No spices are allowed in the Yoga diet as they are considered stimulating and harmful, and as the vegetables recommended are highly rich in mineral salts. In addition, recent research by scientific Yoga institutes has established it as fact that condiments are a burden on the digestive system, and produce acids which poison the bloodstream. Following the Yoga diet, a person whose food intake contains a liberal amount of uncooked fruits and vegetables and only moderate amounts of protein and starches has little need for inorganic salt and will feel little desire for it.
Highly-seasoned stuff and stimulating drinks are considered unhealthy in the Yoga diet. Foods that are sharp, sour, pungent, bitter and heating are prohibited. It has been found that food that has been cooked, grown cold, and heated again is unhealthy and that overcooked jams and jellies have really little food value. Roasted foods also are among the prohibited items.
For those engaged in mental pursuits or in somewhat sedentary occupations, a well-balanced vegetarian diet is preferred to a mixed-meat diet. It is easily digested and when selected in proper and tasty combinations, it completely meets the needs of the individual. From another point of view, it is a far less costly diet than the high-protein meat diet.

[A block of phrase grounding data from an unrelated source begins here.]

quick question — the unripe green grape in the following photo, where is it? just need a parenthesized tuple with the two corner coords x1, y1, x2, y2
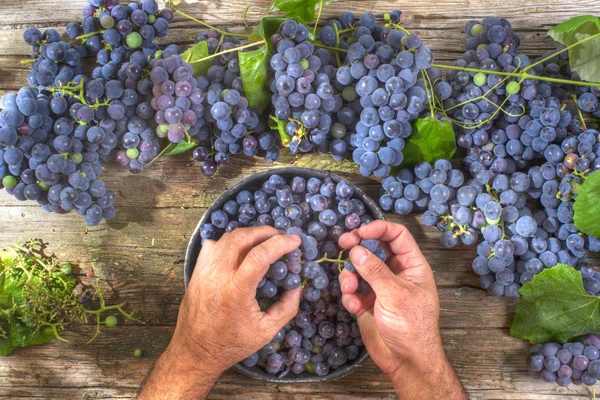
(127, 148, 140, 159)
(300, 59, 309, 70)
(2, 176, 17, 189)
(506, 81, 521, 95)
(148, 15, 156, 24)
(126, 32, 142, 49)
(471, 24, 485, 36)
(72, 153, 83, 164)
(60, 262, 72, 275)
(105, 315, 118, 327)
(38, 181, 50, 191)
(134, 349, 143, 357)
(474, 72, 488, 87)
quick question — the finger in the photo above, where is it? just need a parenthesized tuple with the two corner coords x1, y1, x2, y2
(339, 230, 361, 249)
(357, 221, 429, 273)
(341, 291, 376, 315)
(236, 234, 302, 290)
(219, 225, 282, 256)
(261, 288, 302, 336)
(349, 245, 397, 296)
(339, 269, 359, 294)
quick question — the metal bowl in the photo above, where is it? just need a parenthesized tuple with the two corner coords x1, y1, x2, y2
(184, 167, 385, 383)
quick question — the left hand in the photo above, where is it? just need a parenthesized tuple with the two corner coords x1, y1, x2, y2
(168, 226, 303, 375)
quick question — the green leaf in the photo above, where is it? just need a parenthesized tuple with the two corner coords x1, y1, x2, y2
(0, 317, 56, 356)
(268, 115, 292, 147)
(163, 139, 199, 156)
(239, 44, 270, 110)
(250, 17, 287, 54)
(548, 16, 600, 83)
(574, 170, 600, 237)
(268, 0, 334, 24)
(398, 117, 456, 168)
(181, 41, 212, 77)
(510, 264, 600, 344)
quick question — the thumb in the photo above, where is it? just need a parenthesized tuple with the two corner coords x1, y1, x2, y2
(260, 287, 302, 336)
(350, 245, 398, 298)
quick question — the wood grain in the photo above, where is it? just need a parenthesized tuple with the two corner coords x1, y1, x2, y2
(1, 0, 600, 399)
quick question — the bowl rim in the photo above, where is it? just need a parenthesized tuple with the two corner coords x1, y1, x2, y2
(184, 167, 385, 383)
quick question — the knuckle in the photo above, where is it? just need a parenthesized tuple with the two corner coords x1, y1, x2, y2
(247, 245, 271, 266)
(364, 256, 389, 279)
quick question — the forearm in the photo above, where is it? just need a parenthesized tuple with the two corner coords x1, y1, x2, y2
(138, 345, 222, 400)
(390, 352, 466, 400)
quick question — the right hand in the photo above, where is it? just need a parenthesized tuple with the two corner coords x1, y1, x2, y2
(339, 221, 465, 398)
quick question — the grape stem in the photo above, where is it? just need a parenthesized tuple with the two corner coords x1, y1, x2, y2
(20, 59, 36, 65)
(573, 95, 588, 130)
(431, 63, 600, 88)
(312, 42, 348, 53)
(188, 40, 266, 64)
(145, 142, 174, 167)
(521, 32, 600, 73)
(333, 24, 342, 67)
(242, 6, 252, 33)
(313, 0, 324, 36)
(76, 30, 105, 43)
(169, 5, 249, 38)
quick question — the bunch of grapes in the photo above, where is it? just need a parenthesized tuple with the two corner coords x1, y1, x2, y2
(339, 15, 435, 178)
(528, 334, 600, 386)
(67, 0, 172, 79)
(23, 28, 87, 89)
(0, 88, 116, 226)
(200, 174, 384, 377)
(269, 20, 348, 157)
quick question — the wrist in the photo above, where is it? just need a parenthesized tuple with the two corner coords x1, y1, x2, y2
(388, 345, 464, 400)
(162, 340, 225, 380)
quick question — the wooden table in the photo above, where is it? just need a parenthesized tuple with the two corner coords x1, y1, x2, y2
(1, 1, 600, 398)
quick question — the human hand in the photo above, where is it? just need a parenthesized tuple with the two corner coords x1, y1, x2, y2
(139, 226, 302, 399)
(338, 221, 465, 399)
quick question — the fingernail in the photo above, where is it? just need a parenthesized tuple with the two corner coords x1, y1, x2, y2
(348, 300, 357, 313)
(351, 246, 368, 266)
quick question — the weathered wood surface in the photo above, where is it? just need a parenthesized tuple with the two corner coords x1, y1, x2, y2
(1, 0, 600, 399)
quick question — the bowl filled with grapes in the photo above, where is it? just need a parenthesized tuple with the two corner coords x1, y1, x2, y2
(184, 167, 386, 382)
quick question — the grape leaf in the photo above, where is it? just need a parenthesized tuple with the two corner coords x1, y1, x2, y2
(510, 264, 600, 344)
(268, 0, 337, 24)
(0, 317, 56, 356)
(163, 139, 199, 156)
(268, 115, 292, 147)
(0, 257, 59, 356)
(181, 41, 212, 77)
(250, 16, 288, 54)
(548, 16, 600, 83)
(398, 117, 456, 168)
(573, 170, 600, 237)
(239, 44, 270, 110)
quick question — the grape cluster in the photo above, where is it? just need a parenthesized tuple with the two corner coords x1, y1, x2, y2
(200, 174, 380, 377)
(69, 0, 172, 78)
(347, 30, 435, 178)
(0, 88, 116, 226)
(23, 28, 87, 89)
(269, 20, 347, 157)
(528, 334, 600, 386)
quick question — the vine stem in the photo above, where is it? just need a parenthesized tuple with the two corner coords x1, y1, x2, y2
(76, 30, 104, 42)
(430, 63, 600, 88)
(189, 40, 266, 64)
(242, 5, 252, 33)
(145, 142, 174, 167)
(522, 32, 600, 73)
(313, 42, 348, 53)
(20, 59, 35, 65)
(313, 0, 324, 36)
(170, 6, 249, 38)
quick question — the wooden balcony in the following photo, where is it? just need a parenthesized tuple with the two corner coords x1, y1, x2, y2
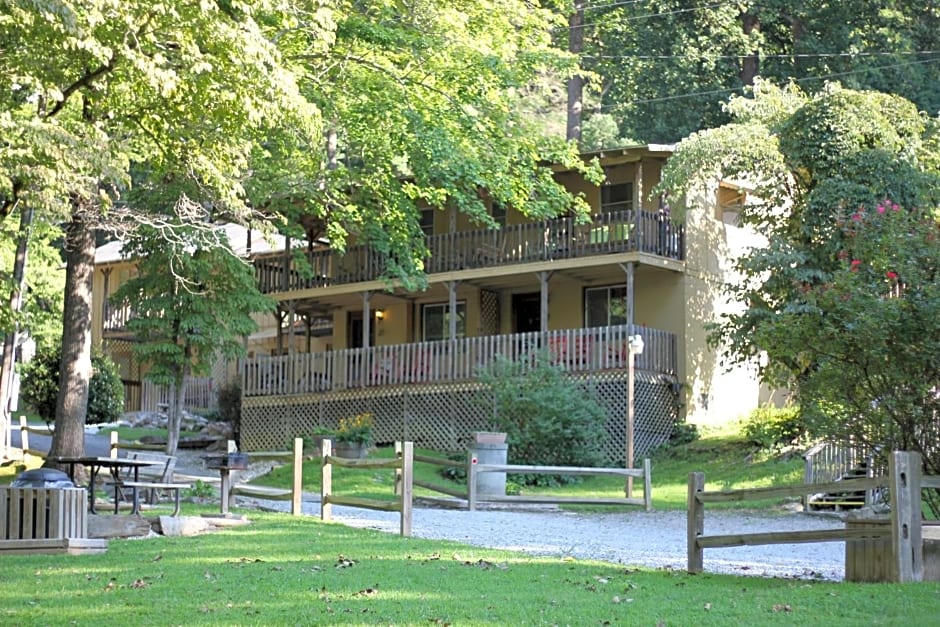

No exact quantity of food that would satisfy every individual has been established. Some require a higher intake than others. In the old Yoga texts, it is stated that one may “partake of food according to his desire.” Commentaries on this text emphasize that moderation (mitahara) is the guiding principle. One should eat no more or less than is absolutely necessary to satisfy one’s appetite. Almost all the authors of Yoga texts interpret this to mean that half the stomach should be filled with food at each meal, leaving one-quarter of the stomach space for water, one-quarter for air.
For bodily health, it is suggested that the Yoga adherent limit himself to three meals a day: a light breakfast at 8:30 A.M.; lunch at 1 P.M.; and the main meal at about 6:30 P.M. It is also considered injurious to fill the stomach with food before food previously eaten has passed through the pylorus. This usually takes about four hours.
Some Yogins consider it harmful to drink water during meals. Many drinks about a pint of water on arising in the morning. This, it is believed, will wash down the residues of the alimentary canal through increased peristalsis, and will also facilitate evacuation. During the day, about two quarts of water should be taken to purify the nose, stomach, intestines and the bladder.